Peculiar throughput problem pfSense to pfSense
-
@stephenw10 Yup, and there is… Seems I’m suffering an upstream (from 2100) packet loss problem when transmission speed is going up.
Quite interesting that the clients seem to handle that loss with much less consequense for the overall throughput. They are Linux and Windows Clients.
I’ll be looking into my options for tuning or replacing the GPON SFP…..
-
Mmm, the TCP congestion control in pfSense is nothing special because it's tuned for forwading not as a TCP endpoint You may be hitting that in some unusually extreme way!
That might also explain why you see problems across the tunnel too since, presumably, the tunnel is also lossy.
-
@stephenw10 Hmm, well I took a look at the packet loss in general (from my monitoring systems), and there actually is none: < 0.0001%.
The thing is this site rarely uses its upstream bandwidth, and when it does it’s always from WiFi clients. The site has older WiFi 6 AP’s with a best case max bandwidth of slightly less than 400mbps. This is more less what the GPON link is (about 360/360).
So now I’m starting to think: Is the issue really the GPON bridge lacking buffers, but since the WiFi speed is more or less the same as the GPON, buffer drops rarely happens, whereas pfSense itself thinks it’s a Gbit Ethernet link (SFP), so it pushes way to many packets initially causing lots of bufferdrops?
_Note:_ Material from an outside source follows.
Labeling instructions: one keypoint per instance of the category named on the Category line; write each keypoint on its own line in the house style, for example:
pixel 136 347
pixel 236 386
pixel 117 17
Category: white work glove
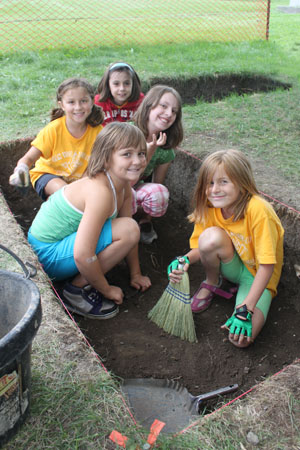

If so, could I create some limiter/bandwidth shaping policy to remediate that?
-
Yes, you could create some outbound Limiters and use floating rules to capture that. Or just add an altq based shaper queue as default on WAN with a limit on it less than 360Mbps.
It would be a good test either way.
Or try testing from a wired client behind the 2100 which should easily hit the issue if it exists.
-
@stephenw10 I will run a test with a wired client later tonight.
Does the 2100 mvneta interace support ALTQ? I cannot seem to locate it in the supported interfaces list. -
Oh good point!.... Yes it is, so you should be good to test either shaper type.
It is in the list in Plus but not CE.
-
@stephenw10 Right.... Sooo, the plot thickens :-(
I cannot replicate the issue - nor the packet loss - from internal clients. Any internal client on Site B that connects to the public IP of the Site A 6100 (no IPsec) transfers the file without packet loss. The speed of the wired client starts out faster than wireless clients, but very quickly tapers and settles at 7 MB/s throughput which is similar to the wireless client.
So now I'm at a complete loss... This seem to suggest that something the pfSense itself does on heavy WAN access causes the interface or GPON to drop packets that pfSense believes it has transmitted. But the same thing does not happen to packets it forwards....
Incidentally - the wired client showed that my WAN speed is actually 450 Mbps symmetrically. I can consistently get those numbers in different tests from a wired client. The 360 Mbps I reported is obviously capped by Wireless then.
This is just baffling.....
Should I try to implement ALTQ with Codel to see if makes a difference?
-
Yes I would try using codel.
But it still 'feels' like a TCP issue from the 2100 directly. Especially since that would also apply to traffic going over the VPN.
You might try setting one of the other congestion control algorithms like:
[25.03-BETA][admin@2100-3.stevew.lan]/root: kldload cc_vegas [25.03-BETA][admin@2100-3.stevew.lan]/root: sysctl net.inet.tcp.cc net.inet.tcp.cc.vegas.beta: 3 net.inet.tcp.cc.vegas.alpha: 1 net.inet.tcp.cc.abe_frlossreduce: 0 net.inet.tcp.cc.abe: 0 net.inet.tcp.cc.hystartplusplus.bblogs: 0 net.inet.tcp.cc.hystartplusplus.css_rounds: 5 net.inet.tcp.cc.hystartplusplus.css_growth_div: 4 net.inet.tcp.cc.hystartplusplus.n_rttsamples: 8 net.inet.tcp.cc.hystartplusplus.maxrtt_thresh: 16000 net.inet.tcp.cc.hystartplusplus.minrtt_thresh: 4000 net.inet.tcp.cc.available: CCmod D PCB count cubic * 30 vegas 0 net.inet.tcp.cc.algorithm: cubic [25.03-BETA][admin@2100-3.stevew.lan]/root: sysctl net.inet.tcp.cc.algorithm=vegas net.inet.tcp.cc.algorithm: cubic -> vegas
If that makes any difference at all it would be a good clue.
-
@stephenw10 I’m leaving the site now, so this might be a tad to experimental to enable when it will be months before I’m back (in case it all goes south). Since I’m not really transferring data in/out of the PfSense itself, this is not a major issue right now. I’ll have a further look when I return
-
@stephenw10 but THANK YOU
for your invaluable knowledge and desire to help. You really are indirectly one of the invaluable qualities that makes pfSense such a fantastic product.